Before executing any builds, you need to configure a project within CircleCI. Begin by creating a new service account in the API & Services page within Google Cloud, granting it the following roles: full access to GCR and GKE. Open the downloaded JSON file, copy its contents, and then create a new environment variable named GCLOUD_SERVICE_KEY in the project settings within CircleCI, pasting the contents of the service account file as its value. Additionally, create the following environment variables: GOOGLE_PROJECT_ID (which can be obtained from the Google Cloud console homepage), GOOGLE_COMPUTE_ZONE (specifying the zone where your GKE cluster resides), and GOOGLE_CLUSTER_NAME (the name of your GKE cluster).

The final step (deployment) in our CircleCI configuration will look like this:

 1
 2
 3
 4
 5
 6
 7
 8
 9
10
11
12
13
14
15
16
17
18
19
20
kubectl patch deployment sample -p '{"spec":{"template":{"spec":{"containers":[{"name":"sample","image":"gcr.io/test-d6bf8/simple:'"$CIRCLE_SHA1"'"}]}}}}'
if ! kubectl rollout status deploy/sample; then
  echo "DEPLOY FAILED, ROLLING BACK TO PREVIOUS"
  kubectl rollout undo deploy/sample
  # Deploy failed -> notify slack
else
  echo "Deploy succeeded, current version: ${CIRCLE_SHA1}"
  # Deploy succeeded -> notify slack
fi
deployment.extensions/sample patched
Waiting for deployment "sample" rollout to finish: 2 out of 3 new replicas have been updated...
Waiting for deployment "sample" rollout to finish: 2 out of 3 new replicas have been updated...
Waiting for deployment "sample" rollout to finish: 2 out of 3 new replicas have been updated...
Waiting for deployment "sample" rollout to finish: 1 old replicas are pending termination...
Waiting for deployment "sample" rollout to finish: 1 old replicas are pending termination...
Waiting for deployment "sample" rollout to finish: 1 old replicas are pending termination...
Waiting for deployment "sample" rollout to finish: 2 of 3 updated replicas are available...
Waiting for deployment "sample" rollout to finish: 2 of 3 updated replicas are available...
deployment "sample" successfully rolled out
Deploy succeeded, current version: 512eabb11c463c5431a1af4ed0b9ebd23597edd9

Conclusion

It seems that the process of setting up a new Kubernetes cluster is not overly complex, and the CI/CD pipeline implementation is remarkably efficient!

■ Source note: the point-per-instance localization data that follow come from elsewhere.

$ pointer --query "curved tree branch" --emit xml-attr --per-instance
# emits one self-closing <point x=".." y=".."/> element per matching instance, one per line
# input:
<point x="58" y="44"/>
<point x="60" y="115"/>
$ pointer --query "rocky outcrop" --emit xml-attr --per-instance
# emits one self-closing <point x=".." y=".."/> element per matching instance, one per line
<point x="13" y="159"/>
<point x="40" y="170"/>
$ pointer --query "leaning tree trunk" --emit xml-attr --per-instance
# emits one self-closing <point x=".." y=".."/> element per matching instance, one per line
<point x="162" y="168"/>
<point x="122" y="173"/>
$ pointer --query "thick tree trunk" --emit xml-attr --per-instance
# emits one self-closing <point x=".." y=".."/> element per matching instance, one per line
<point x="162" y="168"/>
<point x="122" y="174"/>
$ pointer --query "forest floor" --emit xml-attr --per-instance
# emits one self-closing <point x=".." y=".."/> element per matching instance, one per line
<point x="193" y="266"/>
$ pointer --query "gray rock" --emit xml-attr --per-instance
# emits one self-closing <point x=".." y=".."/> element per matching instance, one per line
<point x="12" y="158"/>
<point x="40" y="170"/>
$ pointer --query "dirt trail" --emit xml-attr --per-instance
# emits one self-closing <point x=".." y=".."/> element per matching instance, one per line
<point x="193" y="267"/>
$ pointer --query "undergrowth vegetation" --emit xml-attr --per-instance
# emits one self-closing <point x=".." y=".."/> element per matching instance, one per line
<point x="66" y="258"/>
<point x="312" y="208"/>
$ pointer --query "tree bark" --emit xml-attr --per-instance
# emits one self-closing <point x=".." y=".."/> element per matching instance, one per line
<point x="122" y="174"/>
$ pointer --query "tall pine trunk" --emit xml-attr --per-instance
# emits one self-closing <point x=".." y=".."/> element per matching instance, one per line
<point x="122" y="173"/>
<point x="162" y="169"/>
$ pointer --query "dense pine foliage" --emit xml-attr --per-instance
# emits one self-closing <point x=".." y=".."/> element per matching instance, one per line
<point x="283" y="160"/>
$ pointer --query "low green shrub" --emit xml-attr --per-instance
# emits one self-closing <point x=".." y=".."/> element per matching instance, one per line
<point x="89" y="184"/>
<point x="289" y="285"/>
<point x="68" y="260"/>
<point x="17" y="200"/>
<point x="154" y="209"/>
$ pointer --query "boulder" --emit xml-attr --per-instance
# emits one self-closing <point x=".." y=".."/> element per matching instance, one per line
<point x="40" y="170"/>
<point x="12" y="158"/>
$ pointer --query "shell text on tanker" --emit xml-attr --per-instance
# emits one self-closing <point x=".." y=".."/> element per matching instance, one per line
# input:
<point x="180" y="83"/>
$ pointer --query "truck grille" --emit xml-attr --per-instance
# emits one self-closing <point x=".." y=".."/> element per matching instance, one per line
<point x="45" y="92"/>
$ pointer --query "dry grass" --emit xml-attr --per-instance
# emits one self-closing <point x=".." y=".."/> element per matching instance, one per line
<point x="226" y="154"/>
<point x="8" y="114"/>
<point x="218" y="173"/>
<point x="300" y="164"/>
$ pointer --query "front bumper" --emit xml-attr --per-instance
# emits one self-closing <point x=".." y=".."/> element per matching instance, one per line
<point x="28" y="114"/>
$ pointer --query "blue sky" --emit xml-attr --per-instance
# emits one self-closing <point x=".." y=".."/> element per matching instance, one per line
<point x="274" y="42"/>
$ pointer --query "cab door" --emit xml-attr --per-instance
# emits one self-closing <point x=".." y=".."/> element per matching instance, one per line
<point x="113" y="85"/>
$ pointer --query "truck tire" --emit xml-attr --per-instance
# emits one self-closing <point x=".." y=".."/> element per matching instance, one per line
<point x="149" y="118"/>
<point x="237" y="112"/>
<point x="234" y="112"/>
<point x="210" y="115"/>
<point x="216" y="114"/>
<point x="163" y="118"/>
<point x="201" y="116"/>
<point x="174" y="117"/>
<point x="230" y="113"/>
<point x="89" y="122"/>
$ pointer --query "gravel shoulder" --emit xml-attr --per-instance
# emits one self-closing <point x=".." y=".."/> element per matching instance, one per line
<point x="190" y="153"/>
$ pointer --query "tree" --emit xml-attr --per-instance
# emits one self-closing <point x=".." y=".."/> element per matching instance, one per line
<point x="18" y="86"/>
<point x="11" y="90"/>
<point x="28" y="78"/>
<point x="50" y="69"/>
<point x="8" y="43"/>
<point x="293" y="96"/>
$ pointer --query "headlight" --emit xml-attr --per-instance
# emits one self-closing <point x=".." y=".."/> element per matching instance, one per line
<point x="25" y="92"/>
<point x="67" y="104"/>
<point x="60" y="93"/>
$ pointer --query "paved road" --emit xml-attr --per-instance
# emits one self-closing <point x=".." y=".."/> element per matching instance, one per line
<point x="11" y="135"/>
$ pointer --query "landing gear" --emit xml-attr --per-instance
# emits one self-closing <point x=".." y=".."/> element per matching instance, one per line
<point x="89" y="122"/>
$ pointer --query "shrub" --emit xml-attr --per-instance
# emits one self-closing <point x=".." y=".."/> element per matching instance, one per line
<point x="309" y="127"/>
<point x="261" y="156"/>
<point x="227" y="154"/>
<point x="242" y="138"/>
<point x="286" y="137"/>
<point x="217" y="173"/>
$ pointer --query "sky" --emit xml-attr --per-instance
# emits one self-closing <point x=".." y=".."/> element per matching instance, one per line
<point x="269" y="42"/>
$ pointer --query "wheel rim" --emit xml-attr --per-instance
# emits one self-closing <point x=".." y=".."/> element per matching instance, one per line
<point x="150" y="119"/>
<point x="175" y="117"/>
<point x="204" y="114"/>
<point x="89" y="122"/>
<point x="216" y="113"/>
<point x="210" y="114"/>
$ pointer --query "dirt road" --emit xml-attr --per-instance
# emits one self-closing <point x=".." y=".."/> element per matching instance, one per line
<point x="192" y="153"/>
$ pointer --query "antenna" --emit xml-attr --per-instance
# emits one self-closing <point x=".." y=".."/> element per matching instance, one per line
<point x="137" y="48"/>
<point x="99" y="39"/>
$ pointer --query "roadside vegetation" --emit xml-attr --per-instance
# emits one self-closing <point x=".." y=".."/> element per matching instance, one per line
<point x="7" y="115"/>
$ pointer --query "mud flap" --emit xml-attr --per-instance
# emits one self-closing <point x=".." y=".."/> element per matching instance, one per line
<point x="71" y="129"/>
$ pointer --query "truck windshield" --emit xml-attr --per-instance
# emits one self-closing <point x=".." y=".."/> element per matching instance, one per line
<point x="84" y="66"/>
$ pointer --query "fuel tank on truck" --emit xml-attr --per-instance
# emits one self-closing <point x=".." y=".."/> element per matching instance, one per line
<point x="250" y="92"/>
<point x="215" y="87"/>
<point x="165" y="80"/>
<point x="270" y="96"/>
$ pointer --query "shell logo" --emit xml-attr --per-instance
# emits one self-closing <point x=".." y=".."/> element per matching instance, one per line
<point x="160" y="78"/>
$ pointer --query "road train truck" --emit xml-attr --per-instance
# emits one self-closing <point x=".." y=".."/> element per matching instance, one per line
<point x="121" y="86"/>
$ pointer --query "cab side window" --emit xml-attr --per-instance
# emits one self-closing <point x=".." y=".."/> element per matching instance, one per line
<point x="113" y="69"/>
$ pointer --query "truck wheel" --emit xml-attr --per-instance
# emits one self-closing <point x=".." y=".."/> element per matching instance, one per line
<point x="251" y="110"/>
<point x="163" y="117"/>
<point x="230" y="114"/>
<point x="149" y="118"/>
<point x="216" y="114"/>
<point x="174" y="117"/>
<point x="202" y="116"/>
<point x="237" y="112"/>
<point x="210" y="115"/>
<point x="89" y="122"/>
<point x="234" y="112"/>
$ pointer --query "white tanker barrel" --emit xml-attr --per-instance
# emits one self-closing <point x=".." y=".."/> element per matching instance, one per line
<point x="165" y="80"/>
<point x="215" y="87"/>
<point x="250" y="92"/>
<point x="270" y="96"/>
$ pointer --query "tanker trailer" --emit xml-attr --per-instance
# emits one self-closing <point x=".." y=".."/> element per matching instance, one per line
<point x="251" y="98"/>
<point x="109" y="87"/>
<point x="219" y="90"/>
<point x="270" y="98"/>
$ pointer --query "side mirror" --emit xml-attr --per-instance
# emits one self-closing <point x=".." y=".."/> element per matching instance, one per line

Indeed! Kubernetes offers numerous advantages. It enhances the stability and manageability of your system while giving you, the developer, greater control over its operation. Furthermore, Kubernetes introduces an element of gamification to system administration, which can be a welcome bonus.

Now that you have a grasp of the fundamentals, you can expand upon this foundation and explore more advanced configurations. I plan to delve into these advanced topics in a future article. In the meantime, I challenge you to create a robust Kubernetes cluster for your application that includes a stateful database residing within the cluster (complete with a sidecar pod for performing backups). Additionally, install Jenkins within the same Kubernetes cluster to manage your CI/CD pipeline, configuring Jenkins to utilize pods as slaves for build tasks. Furthermore, leverage cert-manager to obtain and configure an SSL certificate for your ingress, ensuring secure communication. Finally, implement a comprehensive monitoring and alerting system for your application using Stackdriver, providing insights into its health and performance.

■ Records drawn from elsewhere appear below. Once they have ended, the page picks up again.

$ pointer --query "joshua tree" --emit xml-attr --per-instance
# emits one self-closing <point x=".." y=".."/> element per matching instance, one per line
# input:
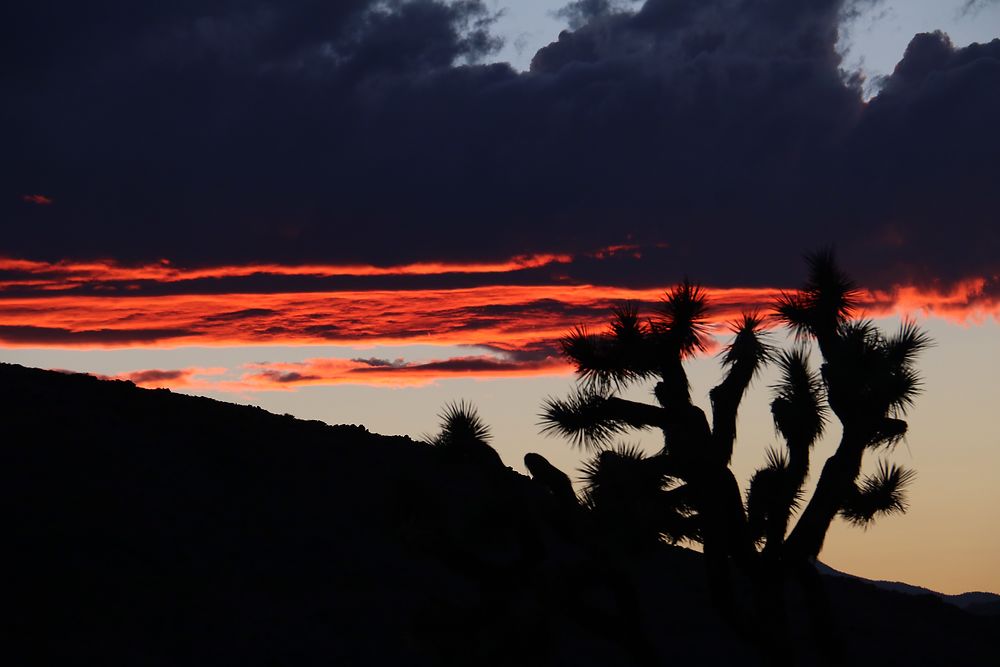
<point x="687" y="491"/>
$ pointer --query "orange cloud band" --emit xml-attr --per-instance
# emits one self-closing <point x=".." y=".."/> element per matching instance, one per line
<point x="521" y="324"/>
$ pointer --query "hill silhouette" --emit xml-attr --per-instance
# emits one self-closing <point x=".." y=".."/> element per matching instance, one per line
<point x="147" y="527"/>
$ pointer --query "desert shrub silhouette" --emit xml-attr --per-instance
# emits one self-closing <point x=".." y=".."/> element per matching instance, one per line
<point x="688" y="491"/>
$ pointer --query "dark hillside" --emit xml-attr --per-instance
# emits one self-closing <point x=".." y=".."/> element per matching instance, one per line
<point x="152" y="528"/>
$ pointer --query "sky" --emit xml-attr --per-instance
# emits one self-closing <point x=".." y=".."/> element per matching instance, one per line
<point x="359" y="211"/>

Kubernetes’s appeal lies in its scalability, lack of vendor lock-in, and cost-effectiveness, as you are only charged for the underlying instances consumed. However, it’s important to acknowledge that not everyone possesses deep Kubernetes expertise or has the time to set up and manage a new cluster. For an alternative perspective, my esteemed Toptal colleague Amin Shah Gilani advocates for the use of Heroku, GitLab CI, and a high degree of automation in his article “How to Build an Effective Initial Deployment Pipeline,” emphasizing the importance of maximizing time spent coding and minimizing operational overhead.